Date: 2024-06-09
The source code for this lab exercise is available on GitHub.
In our previous article Running stateful workloads on Kubernetes with Rook Ceph, we saw how Kubernetes CSI enables us to take volume snapshots on supported storage backends as a first step towards protecting our data on Kubernetes. However, snapshots operate at the infrastructure level so they do not understand how applications operate, manage and structure their data. This implies that snapshots, by nature, are crash-consistent but not application-consistent.
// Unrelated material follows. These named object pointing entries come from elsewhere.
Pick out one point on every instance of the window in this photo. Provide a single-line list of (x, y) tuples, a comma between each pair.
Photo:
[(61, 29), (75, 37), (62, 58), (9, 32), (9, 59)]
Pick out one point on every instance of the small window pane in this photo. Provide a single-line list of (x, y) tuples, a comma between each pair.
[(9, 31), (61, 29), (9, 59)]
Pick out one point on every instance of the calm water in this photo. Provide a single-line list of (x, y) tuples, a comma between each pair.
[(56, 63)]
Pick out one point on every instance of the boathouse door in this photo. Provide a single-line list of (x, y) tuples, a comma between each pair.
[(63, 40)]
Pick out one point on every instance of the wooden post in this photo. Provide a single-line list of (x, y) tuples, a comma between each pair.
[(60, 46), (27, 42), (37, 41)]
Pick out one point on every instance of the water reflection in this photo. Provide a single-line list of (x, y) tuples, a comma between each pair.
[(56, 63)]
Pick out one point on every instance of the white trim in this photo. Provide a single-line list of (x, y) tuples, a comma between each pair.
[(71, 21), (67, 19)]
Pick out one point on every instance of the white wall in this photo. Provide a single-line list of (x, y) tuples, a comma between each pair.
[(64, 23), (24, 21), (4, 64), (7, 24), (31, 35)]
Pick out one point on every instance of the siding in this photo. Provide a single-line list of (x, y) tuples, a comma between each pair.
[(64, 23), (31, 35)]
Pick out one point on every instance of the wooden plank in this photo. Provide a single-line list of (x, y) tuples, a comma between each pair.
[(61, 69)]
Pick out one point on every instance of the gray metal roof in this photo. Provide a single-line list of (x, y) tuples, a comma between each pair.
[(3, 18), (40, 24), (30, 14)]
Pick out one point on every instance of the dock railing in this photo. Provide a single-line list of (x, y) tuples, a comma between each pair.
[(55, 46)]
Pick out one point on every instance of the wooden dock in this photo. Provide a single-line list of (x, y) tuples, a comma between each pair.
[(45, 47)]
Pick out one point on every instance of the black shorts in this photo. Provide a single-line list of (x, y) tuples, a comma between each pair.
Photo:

For busy stateful workloads such as databases processing many transactions per second, crash-consistency is insufficient for data protection since in-progress transactions are not recorded so restoring from a snapshot may still lead to data loss and leave the application in an inconsistent state.
Kanister provides a robust and flexible solution for defining your own actions for performing application-aware backups on Kubernetes. It is a CNCF sandbox project originally created by the Veeam Kasten team as an integral component of their enterprise-ready Kubernetes data protection platform. It does this by defining blueprints, which serve as templates for application-specific backup and restore logic. The backup administrator or application owner may then instantiate actions defined in these blueprints by creating ActionSets which perform the actual application-specific backup and recovery procedures.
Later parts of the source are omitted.